PONTE VEDRA BEACH, Fla. — Tiger Woods is about the only person not in a panic about his game.
These remain curious times for the guy trying to show he can still dominate golf as he once did. In his last four tournaments, Woods walked off the course in the middle of the final round at Doral with tightness in his left Achilles tendon, won by five shots at Bay Hill for his first PGA Tour title in 30 months, was an also-ran at the Masters with his worst performance as a pro and missed the cut at Quail Hollow for only the eighth time in his career.
In the absence of trophies, there is no shortage of opinions.
Peter Alliss, the player-turned-broadcaster, said before his induction into the World Golf Hall of Fame that Woods is “gone at the moment.” Nick Faldo, a six-time major champion who works for CBS Sports and Golf Channel, said Woods no longer has the self-belief that made him No. 1 for all those years. Brandel Chamblee, a journeyman on the PGA Tour and now an analyst for Golf Channel, said Woods should fire Sean Foley and call his old coach, Butch Harmon.
“And I know he’ll never do that because he’s letting his ego get in the way of common sense,” Chamblee said on a conference call for The Players Championship, which starts Thursday.
“He wants to prove to people he’s right. He would rather prove to people he’s right than be right.”
Woods has been down this road, though not with so many detours.
“Guys, I’ve done this before,” Woods said. “I’ve been through this. Actually, a lot of you guys lived it with me, went through those periods where I wasn’t quite where I wanted to be. I had some pretty good runs after that, and this is no different. It takes a little bit of a time, and I keep building and things eventually come around to where they feel natural and efficient.
“I think that’s probably the most important word, is that you get out there and you feel efficient in what you’re doing.”
Woods shot back with subtlety at the TV analysts.
“I can understand that everyone has an opinion, and he’s entitled to his. But he’s no longer playing anymore, so, so be it,” Woods said of Chamblee, who won once in 380 starts in his PGA Tour career.
As for Faldo’s comments on his self-belief?
“I always find it interesting since they’re not in my head,” Woods said. “They must have some kind of superpower I don’t know about.”
If he is looking for good vibes to turn his fortunes, the TPC Sawgrass might not be the best place.
No other course on his regular schedule has given him more fits. Sure, Woods won in 2001 with that “better than most” 60-foot birdie putt on the island-green 17th in the third round, and he was runner-up to Hal Sutton’s “Be the right club today!” moment in 2000. But he has had only two other finishes in the top 10 at The Players Championship, and the last two years were particularly troubling.
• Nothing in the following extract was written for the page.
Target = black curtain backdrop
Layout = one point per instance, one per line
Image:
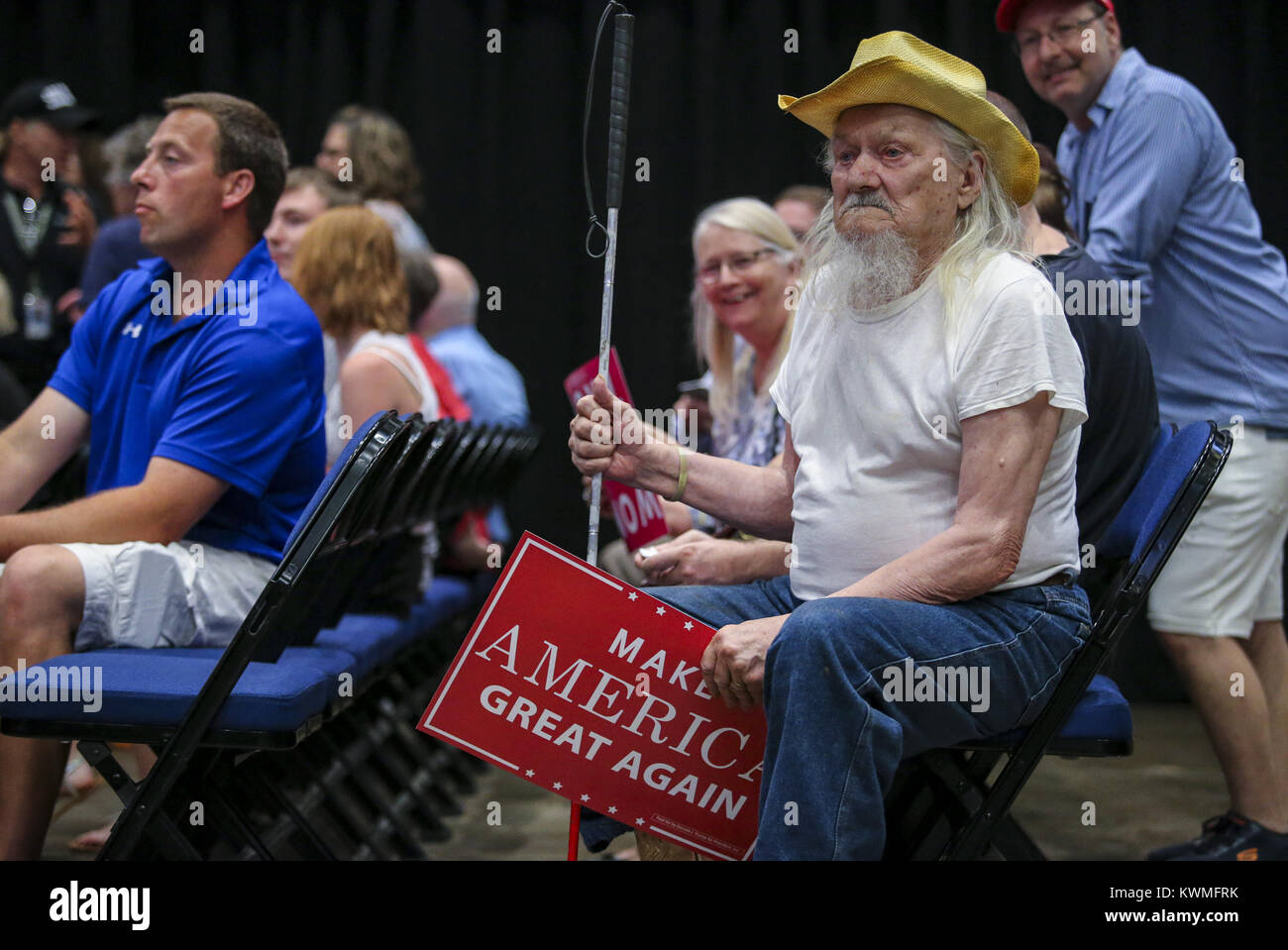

In 2010, returning to the scene where he made his first public appearance since the scandal in his personal life, he withdrew halfway through the final round with what turned out to be a minor neck injury. Last year, he withdrew after nine holes and a 42 on his card with injuries to his left leg, which kept him out of golf for the next three months and prolonged his “process” in the new swing Foley is teaching.
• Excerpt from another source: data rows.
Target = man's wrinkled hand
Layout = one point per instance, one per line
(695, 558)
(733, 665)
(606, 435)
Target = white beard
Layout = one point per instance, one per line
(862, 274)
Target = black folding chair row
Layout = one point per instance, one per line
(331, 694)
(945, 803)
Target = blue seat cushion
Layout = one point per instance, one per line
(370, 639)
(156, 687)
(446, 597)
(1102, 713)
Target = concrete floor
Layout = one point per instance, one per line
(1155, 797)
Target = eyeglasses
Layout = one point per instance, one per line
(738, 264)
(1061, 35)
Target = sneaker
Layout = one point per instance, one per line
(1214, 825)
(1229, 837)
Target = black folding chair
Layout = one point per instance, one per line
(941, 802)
“I had a few issues going on physically there,” Woods said of last year. “I was wondering whether I should have played, and because this is a big event, I tried to tee it up and it didn’t work out. But it’s nice to actually be healthy again and do all my training and everything I need to do to get ready to play. That’s something that I could not do at the time.”
He had a little extra time to work on his game after missing the cut at Quail Hollow by one shot.
Woods tried to explain why his game can be up-and-down – a winner one tournament, a weekend off at another tournament – by saying that his new move is still uncomfortable, and that when he feels comfortable over the ball, it often results in old swing patterns.
He said this was nothing new, either.
Woods said it took nearly two years for the overhaul with Harmon to feel natural, and about the same time with an entirely new swing from Hank Haney. He began working with Foley at the 2010 PGA Championship, though he missed nearly four months last year without competition, and it wasn’t until a year after he hired Foley that Woods was able to practice and work out with no restrictions.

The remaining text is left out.